- View of stalactites and stalagmites in the caverns
- Interactive map of Florida Caverns State Park
- Location: Jackson County, Florida, USA
- Nearest city: Marianna, Florida
- Coordinates: 30°48′50″N 85°13′59″W﻿ / ﻿30.81389°N 85.23306°W
- Established: 1942
- Visitors: 107,597 (in 2013)
- Governing body: Florida Department of Environmental Protection

U.S. National Natural Landmark
- Designated: 1977

= Florida Caverns State Park =

State park in Florida, United States

Florida Caverns State Park is a state park of Florida in the United States, part of the Florida State Parks system. It is located in the Florida Panhandle near Marianna. It is the only Florida state park with air-filled caves accessible to the public.

The limestone caves in the park have stalagmites, stalactites, and flowstones formed by the erosion of bedrock. Other formations are above ground, including rivers and springs.
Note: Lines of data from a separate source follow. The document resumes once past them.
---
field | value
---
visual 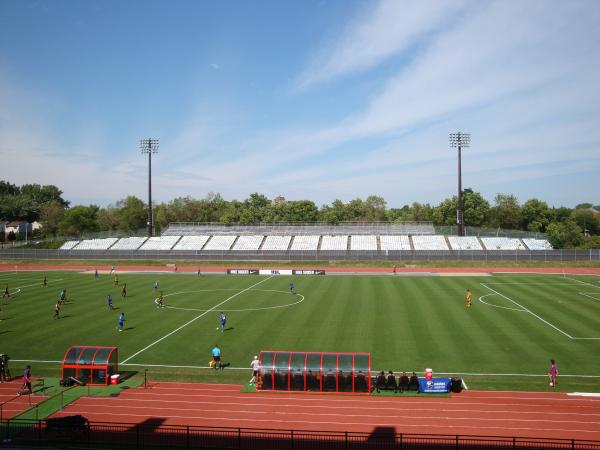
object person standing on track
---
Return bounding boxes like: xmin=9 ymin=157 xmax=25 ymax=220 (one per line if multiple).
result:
xmin=248 ymin=355 xmax=260 ymax=384
xmin=548 ymin=359 xmax=558 ymax=387
xmin=220 ymin=312 xmax=227 ymax=333
xmin=212 ymin=344 xmax=223 ymax=369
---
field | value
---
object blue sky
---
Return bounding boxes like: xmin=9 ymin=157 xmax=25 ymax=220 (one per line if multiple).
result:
xmin=0 ymin=0 xmax=600 ymax=207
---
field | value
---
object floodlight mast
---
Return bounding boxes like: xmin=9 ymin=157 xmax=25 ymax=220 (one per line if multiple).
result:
xmin=450 ymin=131 xmax=471 ymax=236
xmin=140 ymin=138 xmax=158 ymax=237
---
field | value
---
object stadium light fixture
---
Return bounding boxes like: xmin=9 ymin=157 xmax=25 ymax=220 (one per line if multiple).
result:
xmin=140 ymin=138 xmax=158 ymax=237
xmin=449 ymin=131 xmax=471 ymax=236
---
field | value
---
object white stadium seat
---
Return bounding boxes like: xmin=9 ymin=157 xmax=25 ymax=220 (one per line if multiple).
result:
xmin=379 ymin=235 xmax=410 ymax=251
xmin=413 ymin=235 xmax=449 ymax=250
xmin=203 ymin=235 xmax=237 ymax=251
xmin=262 ymin=236 xmax=292 ymax=251
xmin=321 ymin=236 xmax=348 ymax=251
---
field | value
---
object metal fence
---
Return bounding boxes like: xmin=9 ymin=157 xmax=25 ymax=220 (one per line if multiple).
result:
xmin=0 ymin=417 xmax=600 ymax=450
xmin=0 ymin=248 xmax=600 ymax=263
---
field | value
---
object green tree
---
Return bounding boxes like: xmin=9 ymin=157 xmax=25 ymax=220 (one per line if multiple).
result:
xmin=546 ymin=220 xmax=584 ymax=248
xmin=521 ymin=198 xmax=551 ymax=232
xmin=58 ymin=205 xmax=100 ymax=236
xmin=116 ymin=195 xmax=148 ymax=233
xmin=489 ymin=194 xmax=521 ymax=230
xmin=40 ymin=201 xmax=65 ymax=236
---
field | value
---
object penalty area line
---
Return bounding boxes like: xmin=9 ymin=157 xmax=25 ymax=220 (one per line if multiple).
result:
xmin=121 ymin=275 xmax=274 ymax=364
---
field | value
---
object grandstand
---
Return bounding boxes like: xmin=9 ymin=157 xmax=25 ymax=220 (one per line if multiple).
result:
xmin=59 ymin=241 xmax=79 ymax=250
xmin=412 ymin=235 xmax=449 ymax=250
xmin=203 ymin=235 xmax=237 ymax=252
xmin=321 ymin=235 xmax=348 ymax=251
xmin=232 ymin=235 xmax=265 ymax=251
xmin=350 ymin=234 xmax=377 ymax=252
xmin=522 ymin=238 xmax=552 ymax=250
xmin=73 ymin=238 xmax=117 ymax=250
xmin=262 ymin=235 xmax=292 ymax=251
xmin=173 ymin=235 xmax=210 ymax=251
xmin=448 ymin=236 xmax=483 ymax=250
xmin=379 ymin=235 xmax=411 ymax=251
xmin=110 ymin=237 xmax=148 ymax=250
xmin=290 ymin=235 xmax=321 ymax=252
xmin=140 ymin=236 xmax=181 ymax=250
xmin=481 ymin=237 xmax=526 ymax=250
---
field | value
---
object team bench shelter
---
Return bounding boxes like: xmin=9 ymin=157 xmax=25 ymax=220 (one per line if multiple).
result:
xmin=256 ymin=350 xmax=371 ymax=393
xmin=62 ymin=345 xmax=119 ymax=386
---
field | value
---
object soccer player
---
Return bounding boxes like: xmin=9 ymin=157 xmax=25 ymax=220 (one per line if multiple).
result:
xmin=212 ymin=344 xmax=223 ymax=369
xmin=548 ymin=359 xmax=558 ymax=387
xmin=221 ymin=312 xmax=227 ymax=333
xmin=248 ymin=355 xmax=260 ymax=384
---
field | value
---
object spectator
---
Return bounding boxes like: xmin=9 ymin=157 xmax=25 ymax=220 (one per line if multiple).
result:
xmin=408 ymin=372 xmax=419 ymax=392
xmin=398 ymin=372 xmax=409 ymax=392
xmin=375 ymin=370 xmax=386 ymax=392
xmin=385 ymin=370 xmax=398 ymax=392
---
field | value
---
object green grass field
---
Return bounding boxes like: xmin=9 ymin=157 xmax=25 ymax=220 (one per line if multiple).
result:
xmin=0 ymin=272 xmax=600 ymax=392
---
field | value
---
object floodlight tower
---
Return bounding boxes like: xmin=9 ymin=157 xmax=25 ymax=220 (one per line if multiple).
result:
xmin=140 ymin=138 xmax=158 ymax=237
xmin=450 ymin=131 xmax=471 ymax=236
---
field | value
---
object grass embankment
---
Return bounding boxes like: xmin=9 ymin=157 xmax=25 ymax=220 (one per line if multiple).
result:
xmin=0 ymin=259 xmax=600 ymax=269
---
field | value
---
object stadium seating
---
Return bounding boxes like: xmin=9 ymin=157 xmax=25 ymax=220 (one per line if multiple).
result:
xmin=413 ymin=235 xmax=449 ymax=250
xmin=448 ymin=236 xmax=483 ymax=250
xmin=110 ymin=237 xmax=148 ymax=250
xmin=232 ymin=235 xmax=265 ymax=251
xmin=203 ymin=235 xmax=237 ymax=251
xmin=379 ymin=235 xmax=411 ymax=251
xmin=74 ymin=238 xmax=117 ymax=250
xmin=321 ymin=236 xmax=348 ymax=251
xmin=521 ymin=239 xmax=552 ymax=250
xmin=173 ymin=235 xmax=210 ymax=251
xmin=140 ymin=236 xmax=181 ymax=250
xmin=59 ymin=241 xmax=79 ymax=250
xmin=481 ymin=237 xmax=526 ymax=250
xmin=350 ymin=234 xmax=377 ymax=252
xmin=262 ymin=236 xmax=292 ymax=251
xmin=290 ymin=234 xmax=321 ymax=251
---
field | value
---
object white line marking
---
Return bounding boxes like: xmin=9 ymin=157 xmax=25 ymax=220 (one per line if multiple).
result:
xmin=480 ymin=283 xmax=576 ymax=339
xmin=578 ymin=292 xmax=600 ymax=302
xmin=479 ymin=294 xmax=527 ymax=312
xmin=159 ymin=289 xmax=304 ymax=312
xmin=565 ymin=277 xmax=600 ymax=288
xmin=121 ymin=275 xmax=274 ymax=364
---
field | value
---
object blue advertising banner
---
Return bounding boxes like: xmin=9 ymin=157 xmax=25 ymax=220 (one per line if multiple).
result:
xmin=419 ymin=378 xmax=452 ymax=394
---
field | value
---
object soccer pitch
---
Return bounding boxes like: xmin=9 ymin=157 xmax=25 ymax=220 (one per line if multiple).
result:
xmin=0 ymin=272 xmax=600 ymax=391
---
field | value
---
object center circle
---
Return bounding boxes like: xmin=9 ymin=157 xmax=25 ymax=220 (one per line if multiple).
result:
xmin=154 ymin=289 xmax=304 ymax=312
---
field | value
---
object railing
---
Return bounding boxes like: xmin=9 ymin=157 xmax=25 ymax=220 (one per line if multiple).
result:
xmin=0 ymin=417 xmax=600 ymax=450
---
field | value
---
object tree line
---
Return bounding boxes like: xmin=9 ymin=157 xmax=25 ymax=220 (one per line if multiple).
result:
xmin=0 ymin=181 xmax=600 ymax=248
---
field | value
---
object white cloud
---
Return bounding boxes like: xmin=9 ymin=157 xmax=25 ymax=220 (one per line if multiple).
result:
xmin=297 ymin=0 xmax=464 ymax=89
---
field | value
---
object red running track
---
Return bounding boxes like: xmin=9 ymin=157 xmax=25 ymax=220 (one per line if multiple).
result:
xmin=49 ymin=383 xmax=600 ymax=440
xmin=0 ymin=379 xmax=47 ymax=419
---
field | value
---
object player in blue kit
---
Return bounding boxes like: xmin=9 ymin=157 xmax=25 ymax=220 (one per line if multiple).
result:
xmin=221 ymin=312 xmax=227 ymax=333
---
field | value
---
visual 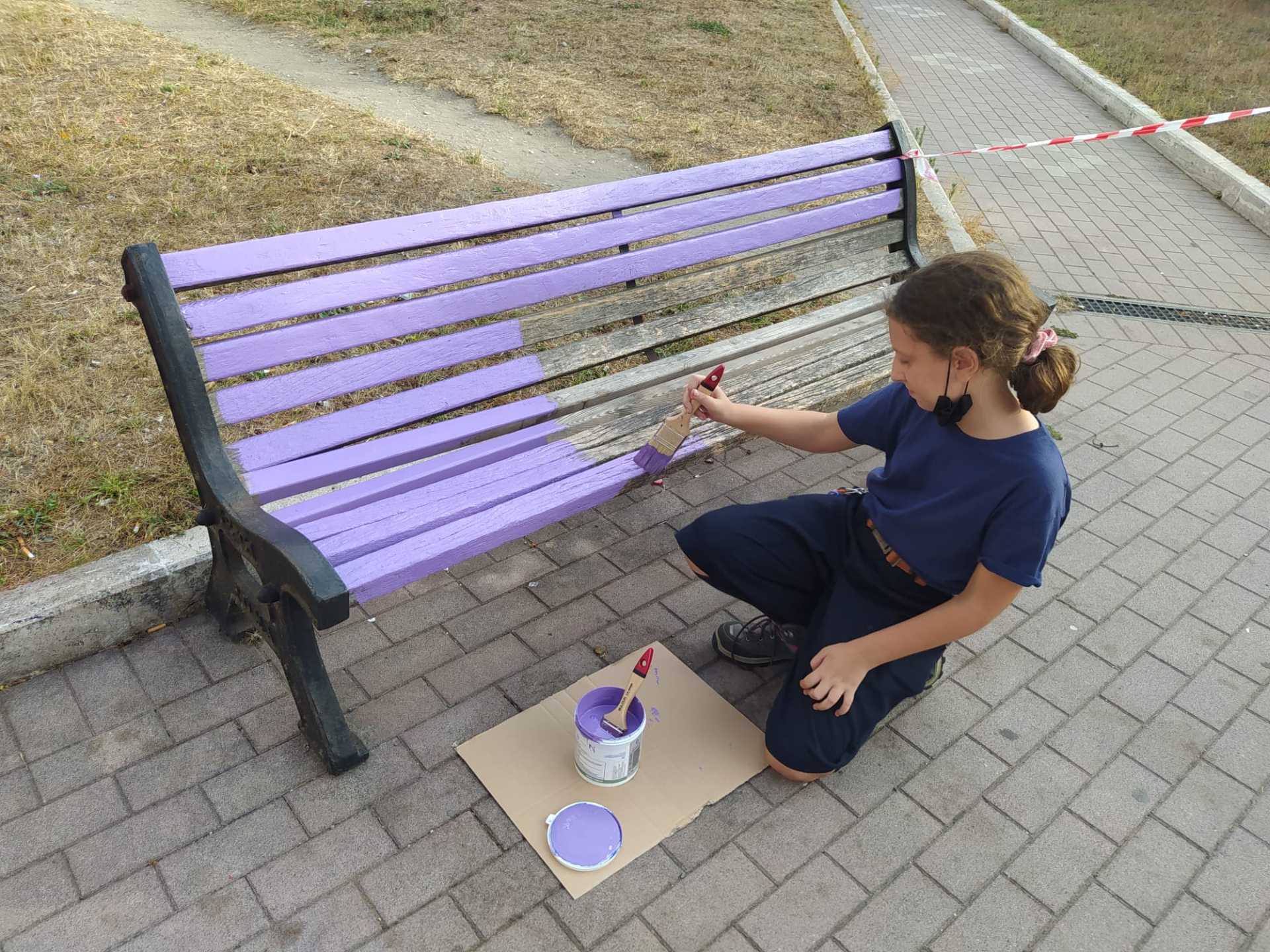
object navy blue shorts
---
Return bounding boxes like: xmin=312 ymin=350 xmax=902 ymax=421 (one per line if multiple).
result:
xmin=675 ymin=493 xmax=949 ymax=773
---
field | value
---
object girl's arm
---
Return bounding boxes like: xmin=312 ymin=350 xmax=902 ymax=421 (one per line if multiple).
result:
xmin=683 ymin=376 xmax=859 ymax=453
xmin=800 ymin=563 xmax=1023 ymax=716
xmin=715 ymin=404 xmax=856 ymax=453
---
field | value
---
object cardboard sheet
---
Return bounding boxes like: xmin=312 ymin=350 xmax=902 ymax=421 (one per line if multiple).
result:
xmin=458 ymin=643 xmax=766 ymax=898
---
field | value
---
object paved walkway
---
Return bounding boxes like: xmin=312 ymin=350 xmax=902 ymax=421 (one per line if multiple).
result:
xmin=852 ymin=0 xmax=1270 ymax=313
xmin=0 ymin=316 xmax=1270 ymax=952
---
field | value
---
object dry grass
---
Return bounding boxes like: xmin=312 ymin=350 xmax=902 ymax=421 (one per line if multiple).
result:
xmin=0 ymin=0 xmax=946 ymax=596
xmin=1002 ymin=0 xmax=1270 ymax=182
xmin=202 ymin=0 xmax=882 ymax=170
xmin=0 ymin=0 xmax=532 ymax=588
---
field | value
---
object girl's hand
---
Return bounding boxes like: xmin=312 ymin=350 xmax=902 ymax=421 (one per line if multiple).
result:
xmin=683 ymin=373 xmax=733 ymax=422
xmin=799 ymin=641 xmax=868 ymax=717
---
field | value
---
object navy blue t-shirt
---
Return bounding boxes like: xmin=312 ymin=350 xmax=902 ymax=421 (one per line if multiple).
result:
xmin=838 ymin=383 xmax=1072 ymax=594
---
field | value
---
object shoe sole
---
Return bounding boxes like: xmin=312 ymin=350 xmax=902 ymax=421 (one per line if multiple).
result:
xmin=710 ymin=632 xmax=794 ymax=668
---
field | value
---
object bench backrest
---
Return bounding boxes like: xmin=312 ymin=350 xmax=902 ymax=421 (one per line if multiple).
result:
xmin=128 ymin=121 xmax=921 ymax=530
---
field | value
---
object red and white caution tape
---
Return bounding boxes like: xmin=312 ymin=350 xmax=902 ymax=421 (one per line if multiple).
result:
xmin=902 ymin=105 xmax=1270 ymax=182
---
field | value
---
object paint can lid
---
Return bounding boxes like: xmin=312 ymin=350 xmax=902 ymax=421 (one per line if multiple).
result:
xmin=548 ymin=801 xmax=622 ymax=872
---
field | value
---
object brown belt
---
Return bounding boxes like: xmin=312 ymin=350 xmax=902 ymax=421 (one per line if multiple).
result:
xmin=865 ymin=519 xmax=926 ymax=585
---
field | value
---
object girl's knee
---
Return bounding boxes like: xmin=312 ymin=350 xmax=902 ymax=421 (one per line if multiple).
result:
xmin=763 ymin=745 xmax=829 ymax=783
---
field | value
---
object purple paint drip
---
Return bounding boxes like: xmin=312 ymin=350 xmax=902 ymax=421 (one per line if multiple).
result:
xmin=185 ymin=159 xmax=900 ymax=348
xmin=230 ymin=354 xmax=544 ymax=469
xmin=163 ymin=132 xmax=896 ymax=291
xmin=210 ymin=321 xmax=525 ymax=422
xmin=548 ymin=802 xmax=622 ymax=869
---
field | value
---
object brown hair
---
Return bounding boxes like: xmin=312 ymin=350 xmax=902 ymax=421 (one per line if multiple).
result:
xmin=886 ymin=250 xmax=1080 ymax=414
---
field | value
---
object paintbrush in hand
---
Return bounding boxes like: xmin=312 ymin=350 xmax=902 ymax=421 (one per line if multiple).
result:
xmin=635 ymin=364 xmax=722 ymax=475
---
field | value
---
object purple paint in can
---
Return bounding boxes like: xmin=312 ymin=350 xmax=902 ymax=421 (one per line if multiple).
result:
xmin=548 ymin=801 xmax=622 ymax=872
xmin=573 ymin=687 xmax=646 ymax=787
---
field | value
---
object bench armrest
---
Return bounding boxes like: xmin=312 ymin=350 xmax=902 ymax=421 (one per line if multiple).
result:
xmin=122 ymin=244 xmax=349 ymax=628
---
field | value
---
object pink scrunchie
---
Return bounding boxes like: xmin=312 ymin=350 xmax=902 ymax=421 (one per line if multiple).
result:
xmin=1024 ymin=327 xmax=1058 ymax=364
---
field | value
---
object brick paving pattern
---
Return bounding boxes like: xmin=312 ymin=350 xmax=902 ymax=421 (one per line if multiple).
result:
xmin=852 ymin=0 xmax=1270 ymax=313
xmin=0 ymin=315 xmax=1270 ymax=952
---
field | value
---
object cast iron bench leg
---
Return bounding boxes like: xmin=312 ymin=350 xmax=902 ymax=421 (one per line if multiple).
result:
xmin=207 ymin=527 xmax=368 ymax=774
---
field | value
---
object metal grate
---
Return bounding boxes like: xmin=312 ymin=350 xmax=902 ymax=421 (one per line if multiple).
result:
xmin=1067 ymin=294 xmax=1270 ymax=330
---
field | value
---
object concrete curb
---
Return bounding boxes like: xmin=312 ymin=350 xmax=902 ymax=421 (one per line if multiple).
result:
xmin=0 ymin=528 xmax=212 ymax=684
xmin=966 ymin=0 xmax=1270 ymax=235
xmin=829 ymin=0 xmax=976 ymax=251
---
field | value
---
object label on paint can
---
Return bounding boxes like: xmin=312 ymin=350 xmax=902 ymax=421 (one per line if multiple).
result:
xmin=573 ymin=687 xmax=645 ymax=787
xmin=574 ymin=738 xmax=640 ymax=785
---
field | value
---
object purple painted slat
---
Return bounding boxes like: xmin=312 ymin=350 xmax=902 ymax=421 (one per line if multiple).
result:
xmin=163 ymin=131 xmax=896 ymax=291
xmin=212 ymin=320 xmax=525 ymax=422
xmin=229 ymin=354 xmax=542 ymax=469
xmin=288 ymin=426 xmax=578 ymax=540
xmin=182 ymin=159 xmax=900 ymax=348
xmin=256 ymin=411 xmax=560 ymax=515
xmin=335 ymin=436 xmax=706 ymax=602
xmin=312 ymin=440 xmax=595 ymax=566
xmin=216 ymin=189 xmax=900 ymax=422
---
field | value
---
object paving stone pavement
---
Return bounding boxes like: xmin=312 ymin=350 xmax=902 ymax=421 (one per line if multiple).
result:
xmin=0 ymin=315 xmax=1270 ymax=952
xmin=851 ymin=0 xmax=1270 ymax=313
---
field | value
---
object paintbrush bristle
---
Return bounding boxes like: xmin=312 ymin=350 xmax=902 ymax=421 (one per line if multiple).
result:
xmin=601 ymin=707 xmax=626 ymax=736
xmin=635 ymin=414 xmax=691 ymax=475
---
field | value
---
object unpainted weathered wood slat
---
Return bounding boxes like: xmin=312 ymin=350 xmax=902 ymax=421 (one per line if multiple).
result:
xmin=182 ymin=159 xmax=900 ymax=342
xmin=250 ymin=283 xmax=884 ymax=510
xmin=337 ymin=357 xmax=888 ymax=600
xmin=163 ymin=130 xmax=897 ymax=291
xmin=214 ymin=246 xmax=907 ymax=422
xmin=194 ymin=219 xmax=903 ymax=381
xmin=302 ymin=323 xmax=885 ymax=565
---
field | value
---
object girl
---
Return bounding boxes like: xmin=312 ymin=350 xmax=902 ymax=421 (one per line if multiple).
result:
xmin=677 ymin=251 xmax=1078 ymax=782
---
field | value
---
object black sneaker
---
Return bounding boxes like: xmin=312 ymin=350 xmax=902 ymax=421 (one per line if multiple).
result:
xmin=714 ymin=614 xmax=805 ymax=668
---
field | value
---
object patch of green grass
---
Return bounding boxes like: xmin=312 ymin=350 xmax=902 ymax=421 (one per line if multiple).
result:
xmin=689 ymin=20 xmax=732 ymax=37
xmin=80 ymin=471 xmax=137 ymax=505
xmin=0 ymin=493 xmax=60 ymax=542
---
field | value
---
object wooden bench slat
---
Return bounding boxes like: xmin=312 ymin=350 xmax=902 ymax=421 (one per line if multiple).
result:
xmin=337 ymin=342 xmax=889 ymax=600
xmin=242 ymin=283 xmax=882 ymax=502
xmin=163 ymin=131 xmax=897 ymax=291
xmin=318 ymin=440 xmax=595 ymax=567
xmin=216 ymin=243 xmax=903 ymax=422
xmin=212 ymin=192 xmax=899 ymax=422
xmin=194 ymin=212 xmax=903 ymax=381
xmin=257 ymin=411 xmax=560 ymax=526
xmin=182 ymin=159 xmax=900 ymax=345
xmin=290 ymin=321 xmax=884 ymax=565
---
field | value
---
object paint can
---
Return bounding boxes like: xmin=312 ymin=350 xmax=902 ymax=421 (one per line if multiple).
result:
xmin=573 ymin=687 xmax=646 ymax=787
xmin=548 ymin=800 xmax=622 ymax=872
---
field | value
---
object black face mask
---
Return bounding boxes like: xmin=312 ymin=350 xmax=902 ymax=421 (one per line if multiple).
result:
xmin=935 ymin=358 xmax=972 ymax=426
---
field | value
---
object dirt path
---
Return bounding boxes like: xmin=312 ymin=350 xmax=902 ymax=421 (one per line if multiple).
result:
xmin=72 ymin=0 xmax=649 ymax=189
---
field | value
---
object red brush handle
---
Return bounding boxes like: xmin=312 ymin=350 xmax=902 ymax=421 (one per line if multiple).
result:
xmin=635 ymin=649 xmax=653 ymax=678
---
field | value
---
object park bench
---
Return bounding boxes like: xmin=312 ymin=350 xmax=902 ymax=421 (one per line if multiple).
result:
xmin=123 ymin=126 xmax=922 ymax=773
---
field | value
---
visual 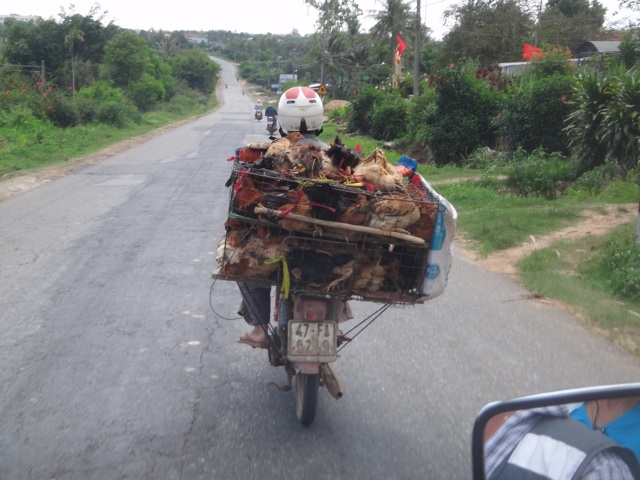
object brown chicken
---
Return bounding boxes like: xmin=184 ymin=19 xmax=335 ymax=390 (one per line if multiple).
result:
xmin=353 ymin=148 xmax=404 ymax=192
xmin=368 ymin=197 xmax=420 ymax=233
xmin=327 ymin=136 xmax=362 ymax=174
xmin=278 ymin=191 xmax=321 ymax=234
xmin=290 ymin=145 xmax=326 ymax=179
xmin=264 ymin=132 xmax=304 ymax=157
xmin=233 ymin=173 xmax=262 ymax=209
xmin=325 ymin=259 xmax=358 ymax=293
xmin=353 ymin=255 xmax=385 ymax=292
xmin=326 ymin=194 xmax=369 ymax=242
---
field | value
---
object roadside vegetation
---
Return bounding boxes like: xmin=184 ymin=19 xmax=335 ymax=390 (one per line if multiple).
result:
xmin=0 ymin=0 xmax=640 ymax=355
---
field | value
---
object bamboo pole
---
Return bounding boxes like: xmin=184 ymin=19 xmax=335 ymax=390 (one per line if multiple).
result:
xmin=254 ymin=205 xmax=425 ymax=245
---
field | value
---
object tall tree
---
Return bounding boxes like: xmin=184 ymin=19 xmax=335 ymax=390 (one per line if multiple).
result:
xmin=440 ymin=0 xmax=534 ymax=65
xmin=64 ymin=26 xmax=84 ymax=97
xmin=304 ymin=0 xmax=362 ymax=34
xmin=371 ymin=0 xmax=414 ymax=70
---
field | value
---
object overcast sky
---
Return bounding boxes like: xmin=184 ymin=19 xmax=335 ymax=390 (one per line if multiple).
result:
xmin=0 ymin=0 xmax=636 ymax=39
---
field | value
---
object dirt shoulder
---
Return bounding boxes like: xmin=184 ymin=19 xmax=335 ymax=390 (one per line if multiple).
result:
xmin=456 ymin=203 xmax=638 ymax=279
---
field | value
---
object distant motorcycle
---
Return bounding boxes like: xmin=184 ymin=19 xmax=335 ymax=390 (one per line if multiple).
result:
xmin=267 ymin=116 xmax=278 ymax=135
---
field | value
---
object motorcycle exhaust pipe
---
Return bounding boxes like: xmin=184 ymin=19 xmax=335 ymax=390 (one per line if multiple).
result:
xmin=320 ymin=363 xmax=344 ymax=400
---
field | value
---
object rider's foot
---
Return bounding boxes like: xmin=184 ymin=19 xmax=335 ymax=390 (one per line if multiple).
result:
xmin=238 ymin=325 xmax=269 ymax=348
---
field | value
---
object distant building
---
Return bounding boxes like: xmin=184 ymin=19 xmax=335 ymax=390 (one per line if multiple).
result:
xmin=574 ymin=41 xmax=620 ymax=58
xmin=182 ymin=33 xmax=208 ymax=44
xmin=0 ymin=13 xmax=39 ymax=23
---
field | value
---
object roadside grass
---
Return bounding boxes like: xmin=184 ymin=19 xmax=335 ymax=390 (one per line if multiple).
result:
xmin=517 ymin=222 xmax=640 ymax=357
xmin=437 ymin=178 xmax=640 ymax=357
xmin=0 ymin=96 xmax=218 ymax=178
xmin=437 ymin=181 xmax=583 ymax=256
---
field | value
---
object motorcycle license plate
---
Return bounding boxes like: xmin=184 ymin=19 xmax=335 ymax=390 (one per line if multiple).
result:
xmin=287 ymin=320 xmax=338 ymax=363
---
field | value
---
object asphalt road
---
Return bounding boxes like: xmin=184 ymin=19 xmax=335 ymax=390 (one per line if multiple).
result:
xmin=0 ymin=57 xmax=640 ymax=480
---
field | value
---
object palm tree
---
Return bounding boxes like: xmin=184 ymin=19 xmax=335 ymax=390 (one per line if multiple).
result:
xmin=64 ymin=26 xmax=84 ymax=97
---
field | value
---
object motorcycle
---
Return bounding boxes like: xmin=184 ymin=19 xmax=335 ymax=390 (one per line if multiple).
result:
xmin=268 ymin=291 xmax=348 ymax=426
xmin=471 ymin=383 xmax=640 ymax=480
xmin=267 ymin=116 xmax=278 ymax=135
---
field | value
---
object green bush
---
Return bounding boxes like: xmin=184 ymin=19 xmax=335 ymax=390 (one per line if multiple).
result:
xmin=498 ymin=74 xmax=575 ymax=154
xmin=569 ymin=162 xmax=619 ymax=194
xmin=127 ymin=73 xmax=166 ymax=112
xmin=425 ymin=65 xmax=500 ymax=165
xmin=77 ymin=81 xmax=140 ymax=128
xmin=347 ymin=85 xmax=386 ymax=135
xmin=582 ymin=229 xmax=640 ymax=301
xmin=505 ymin=149 xmax=571 ymax=199
xmin=370 ymin=95 xmax=409 ymax=140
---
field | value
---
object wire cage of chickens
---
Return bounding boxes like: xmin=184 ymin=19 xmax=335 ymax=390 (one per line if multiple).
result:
xmin=214 ymin=163 xmax=439 ymax=304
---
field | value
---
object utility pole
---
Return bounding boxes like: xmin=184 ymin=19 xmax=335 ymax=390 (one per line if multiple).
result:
xmin=413 ymin=0 xmax=421 ymax=98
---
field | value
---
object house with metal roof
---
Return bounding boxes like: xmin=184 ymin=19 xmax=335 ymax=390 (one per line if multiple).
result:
xmin=573 ymin=40 xmax=620 ymax=58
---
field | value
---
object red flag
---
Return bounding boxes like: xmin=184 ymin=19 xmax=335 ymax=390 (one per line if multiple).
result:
xmin=396 ymin=35 xmax=407 ymax=63
xmin=522 ymin=43 xmax=544 ymax=60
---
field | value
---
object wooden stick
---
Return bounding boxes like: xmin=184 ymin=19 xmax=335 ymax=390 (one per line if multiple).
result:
xmin=254 ymin=205 xmax=425 ymax=245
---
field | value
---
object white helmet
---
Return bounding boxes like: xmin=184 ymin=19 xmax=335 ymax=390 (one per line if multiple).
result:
xmin=278 ymin=87 xmax=324 ymax=133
Florida Caverns State Park and the neighboring golf course were constructed by the Civilian Conservation Corps as part of the New Deal. The park opened in 1942.

== History ==
=== Early history ===
People have used the land now within the park for at least 5,000 years, and 24 archaeological sites had been recorded there as of 2018, although the park has never been systematically surveyed. The first excavations took place in 1940, after park construction turned up pottery at a parking area, a rock shelter and two caves. Analyzing the finds in 1949, the archaeologist Ripley P. Bullen identified two occupations. The earlier one, possibly Deptford or early Santa Rosa-Swift Creek, was at the rock shelter. The later one was a small Fort Walton village. He found no evidence that anyone had lived in the caves, and concluded that the villagers had dug pottery clay from them, leaving barefoot footprints in the clay floor of one cave.

According to a Florida Geological Survey guide to the park, first written in 1949, the earliest written account of the caverns is by Friar Barreda. Barreda crossed the area with a Spanish expedition to Pensacola Bay in 1693 and described spending a night in a rock hollow large enough to shelter more than 200 men. In 1818, during the First Seminole War, Andrew Jackson's army crossed the Chipola River at the park's natural bridge, where the river sank underground. Jackson's topographer, Captain Hugh Young, recorded the bridge as a narrow passage in the middle of a swamp about a mile wide. Local tradition holds that Native Americans hid from Jackson's troops in the caves, and that women, children and enslaved people sheltered there during the Battle of Marianna in the Civil War. In the 19th century a log run was cut through the natural bridge to float timber to a sawmill. The foundation and dam of Carter's Mill, a gristmill, survive on the Blue Hole spring run.

=== State acquisition and the CCC ===
In the early 1930s the Marianna Cavern Association and the city's chamber of commerce sought to develop Indian Cave as a tourist attraction, and asked for a Civilian Conservation Corps (CCC) camp to supply the labor. The Florida Board of Forestry bought the first 307.47 acre from Florida Caverns, Inc., on October 11, 1935, and the park became one of nine Florida state parks built with New Deal labor. Early work was limited, and included a camp of African American enrollees stationed at the park from 1937 to 1938. A full CCC company of 200 enrollees arrived in July 1938.

Within months, the National Park Service geologist Oliver Chalifoux crawled through a sinkhole and found a richly decorated cave, and developing it for tours became the company's main project. Working largely with picks and shovels, enrollees enlarged its passages and removed mud to open it to visitors. They also built the park's roads, trails, picnic areas and limestone visitor center. The Works Progress Administration built a nine-hole golf course designed by Robert Trent Jones and a federal fish hatchery. The hatchery was abandoned soon afterward because the porous limestone beneath its ponds would not hold water. The caverns opened to the public in 1941, and the park was officially opened in 1942, the year the CCC camp closed after the United States entered World War II.

==Park features==
The park is notable for its geological features, a protected area of karst topography. This geology hosts an ecosystem with plants and animals that are adapted to the limestone substrates. The caves and waterways have blind crayfish, bats, salamanders, and other species. Native Americans inhabited the area, and it is a site of archaeological interest.

Overlooking the swimming area at the Blue Hole

The park allows nature study, exploring, and sightseeing. Other activities and amenities in the park include camping, hiking, boating, horseback riding, and fishing. There is a visitor center with interpretive exhibits and concessions. Tour guides conduct up to thirty tours daily.